Selection of Housekeeping Genes for Real-time Fluorescence Quantitative RT-PCR in Skin of Fine-wool Sheep

摘要

At present, transcription analysis of gene expression commonly uses a single housekeeping gene as control for normalization. The levels of six housekeeping genes (including 18 SrRNA, GAPDH, ACTB, RPL13A, B2M and TBP) in the skin tissue of fine-wool sheep were estimated by SYBR Green I which belongs to a method of real-time fluorescence quantitative RT-PCR expression.
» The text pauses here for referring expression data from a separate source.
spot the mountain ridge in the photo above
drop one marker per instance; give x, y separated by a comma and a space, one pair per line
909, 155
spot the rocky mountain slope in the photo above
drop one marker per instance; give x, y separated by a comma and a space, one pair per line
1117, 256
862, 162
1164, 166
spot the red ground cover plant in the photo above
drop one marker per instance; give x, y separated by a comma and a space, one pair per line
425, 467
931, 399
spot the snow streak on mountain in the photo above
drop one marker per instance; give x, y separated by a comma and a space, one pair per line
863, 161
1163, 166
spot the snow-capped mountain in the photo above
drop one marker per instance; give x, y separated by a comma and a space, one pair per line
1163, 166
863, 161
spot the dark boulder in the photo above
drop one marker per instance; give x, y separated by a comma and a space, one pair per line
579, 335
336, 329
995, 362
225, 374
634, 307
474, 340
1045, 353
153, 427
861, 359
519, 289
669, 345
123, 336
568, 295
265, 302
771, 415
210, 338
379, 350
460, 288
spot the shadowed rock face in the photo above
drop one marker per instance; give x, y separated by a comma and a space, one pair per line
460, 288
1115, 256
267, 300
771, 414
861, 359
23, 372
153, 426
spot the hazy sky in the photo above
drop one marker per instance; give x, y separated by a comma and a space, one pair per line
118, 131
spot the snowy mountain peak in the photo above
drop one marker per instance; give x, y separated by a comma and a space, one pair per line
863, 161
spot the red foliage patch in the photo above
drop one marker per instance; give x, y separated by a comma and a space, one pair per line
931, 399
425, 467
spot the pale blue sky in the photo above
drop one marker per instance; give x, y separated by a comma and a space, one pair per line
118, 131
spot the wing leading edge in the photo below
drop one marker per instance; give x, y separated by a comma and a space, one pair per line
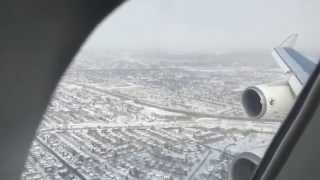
292, 61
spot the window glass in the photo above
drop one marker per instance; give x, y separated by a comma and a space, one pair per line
176, 89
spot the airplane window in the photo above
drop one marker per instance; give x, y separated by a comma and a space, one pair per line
175, 89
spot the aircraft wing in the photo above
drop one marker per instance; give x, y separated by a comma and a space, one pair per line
292, 61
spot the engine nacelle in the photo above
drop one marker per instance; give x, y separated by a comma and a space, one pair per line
268, 99
243, 166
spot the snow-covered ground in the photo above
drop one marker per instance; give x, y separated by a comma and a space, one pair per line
166, 119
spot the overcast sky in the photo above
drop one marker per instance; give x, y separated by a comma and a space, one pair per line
208, 25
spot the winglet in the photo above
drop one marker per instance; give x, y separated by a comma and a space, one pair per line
290, 41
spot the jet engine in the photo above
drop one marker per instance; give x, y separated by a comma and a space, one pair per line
268, 99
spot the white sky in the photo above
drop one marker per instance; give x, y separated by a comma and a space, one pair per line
208, 25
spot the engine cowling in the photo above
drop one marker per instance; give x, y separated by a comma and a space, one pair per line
267, 99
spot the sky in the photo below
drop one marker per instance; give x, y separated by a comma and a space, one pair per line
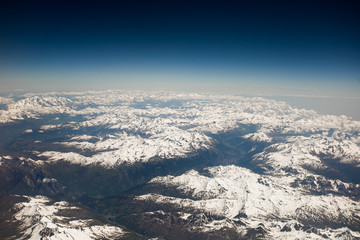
285, 48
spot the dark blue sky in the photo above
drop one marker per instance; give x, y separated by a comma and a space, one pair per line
259, 47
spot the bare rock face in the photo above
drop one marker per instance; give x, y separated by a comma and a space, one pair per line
136, 165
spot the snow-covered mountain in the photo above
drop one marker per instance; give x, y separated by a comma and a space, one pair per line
175, 165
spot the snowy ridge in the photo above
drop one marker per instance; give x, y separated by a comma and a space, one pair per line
169, 125
232, 191
39, 220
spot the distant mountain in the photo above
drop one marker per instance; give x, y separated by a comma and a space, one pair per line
165, 165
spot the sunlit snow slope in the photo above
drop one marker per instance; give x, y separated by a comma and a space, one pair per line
174, 165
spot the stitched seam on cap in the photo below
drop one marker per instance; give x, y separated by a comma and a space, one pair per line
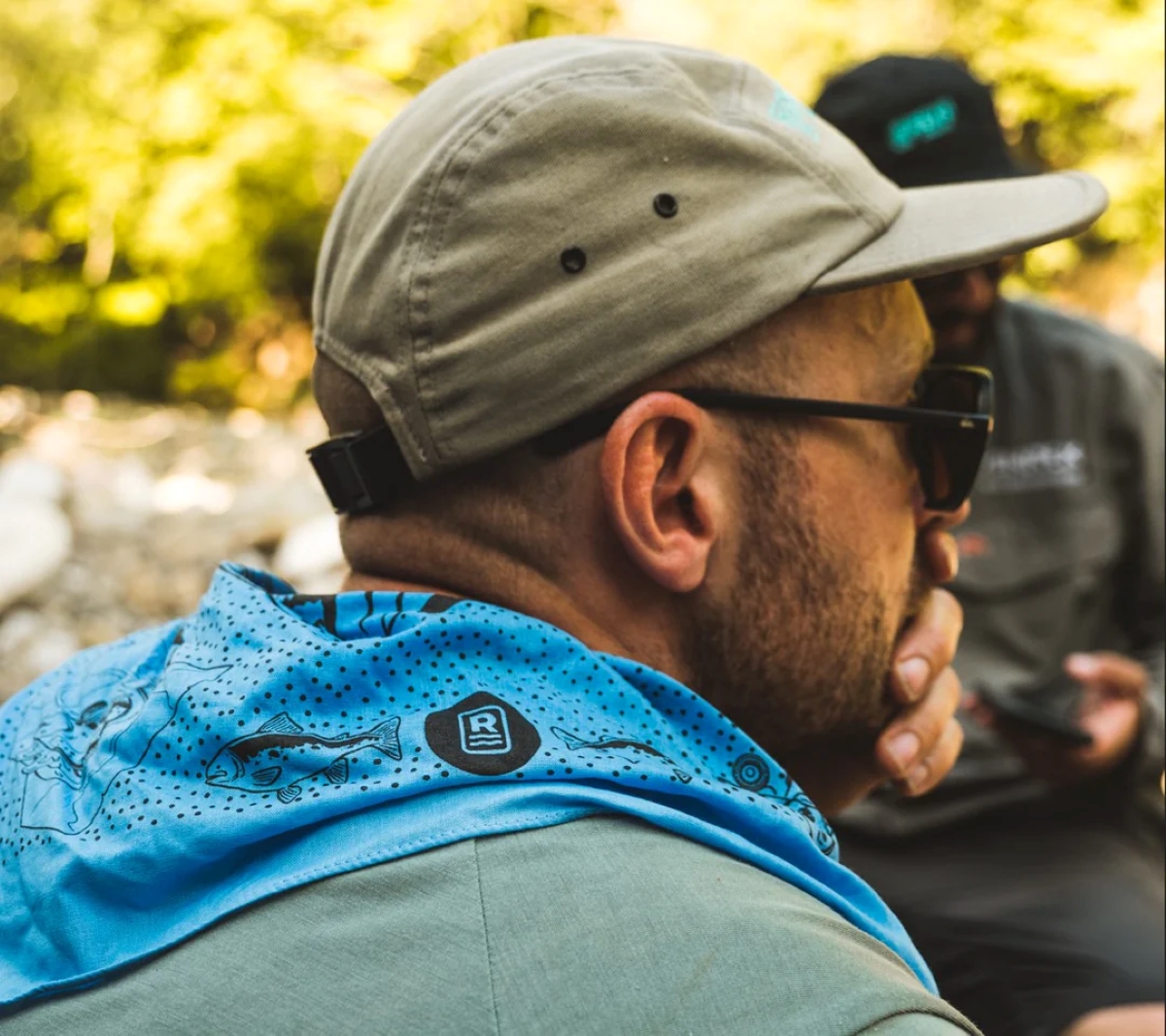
505, 111
821, 173
364, 372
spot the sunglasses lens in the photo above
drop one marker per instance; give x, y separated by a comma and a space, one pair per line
948, 459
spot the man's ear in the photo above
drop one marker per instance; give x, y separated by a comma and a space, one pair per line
664, 487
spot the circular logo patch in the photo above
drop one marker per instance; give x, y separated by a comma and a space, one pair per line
482, 735
751, 772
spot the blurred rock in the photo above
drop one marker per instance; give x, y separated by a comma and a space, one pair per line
35, 539
28, 477
156, 497
310, 556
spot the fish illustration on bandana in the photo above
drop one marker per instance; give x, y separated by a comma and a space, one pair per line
280, 755
634, 751
751, 773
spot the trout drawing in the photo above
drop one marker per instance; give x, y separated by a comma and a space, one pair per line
280, 755
634, 751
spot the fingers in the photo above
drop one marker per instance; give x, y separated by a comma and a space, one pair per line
919, 748
927, 646
1114, 726
925, 775
1112, 673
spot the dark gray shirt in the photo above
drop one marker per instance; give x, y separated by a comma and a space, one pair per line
1062, 552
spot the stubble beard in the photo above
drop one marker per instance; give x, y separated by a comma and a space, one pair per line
799, 655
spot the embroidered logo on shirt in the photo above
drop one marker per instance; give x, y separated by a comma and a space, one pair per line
484, 732
1037, 466
482, 735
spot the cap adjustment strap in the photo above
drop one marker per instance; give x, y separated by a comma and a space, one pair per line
362, 470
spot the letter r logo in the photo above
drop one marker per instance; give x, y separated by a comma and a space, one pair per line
484, 732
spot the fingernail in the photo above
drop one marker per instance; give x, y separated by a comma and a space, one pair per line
918, 777
904, 748
1084, 664
913, 674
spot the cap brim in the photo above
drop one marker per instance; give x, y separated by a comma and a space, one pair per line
960, 225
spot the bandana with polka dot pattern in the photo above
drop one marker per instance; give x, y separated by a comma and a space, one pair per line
151, 786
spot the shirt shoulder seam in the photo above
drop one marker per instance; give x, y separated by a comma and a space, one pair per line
485, 939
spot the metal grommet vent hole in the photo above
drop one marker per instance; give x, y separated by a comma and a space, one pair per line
572, 260
666, 205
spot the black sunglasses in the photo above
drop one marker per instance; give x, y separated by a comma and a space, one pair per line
948, 424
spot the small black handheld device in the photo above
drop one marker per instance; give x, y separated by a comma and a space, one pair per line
1048, 709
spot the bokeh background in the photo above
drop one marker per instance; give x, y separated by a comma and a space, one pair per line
167, 168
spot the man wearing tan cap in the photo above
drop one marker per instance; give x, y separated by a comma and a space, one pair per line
647, 485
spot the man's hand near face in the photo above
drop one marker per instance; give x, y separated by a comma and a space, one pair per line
1115, 688
921, 744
The results showed that differences in expression levels were observed by analysis of geNorm program, an optimal number of control genes for normalization in skin tissue of fine-wool sheep would be 3 and 18 SrRNA, GAPDH, ACTB were finally determined as suitable internal control genes with the results of V2/3(0.163)>0.15, while V3/4(0.100)<0.15 and the M value B2M>RPL13A>TBP> 18 SrRNA>ACTB(GAPDH). The results of this study revealed using three genes (ACTB, GAPDH and 18 SrRNA) in experimental system about sheep, their mRNA expression levels would not change apparently were found. The significance of this study provided convincing references and methodology for selection of housekeeping genes and normalization in gene expression analysis with RT-PCR. In conclusion, the necessity of choosing reference genes was proved and a good way was introduced to select reference genes when experiments were handled by different empirical factors (especially under the effect of new materials). This approach might be useful for studying on the candidate genes which associated with the wool fineness.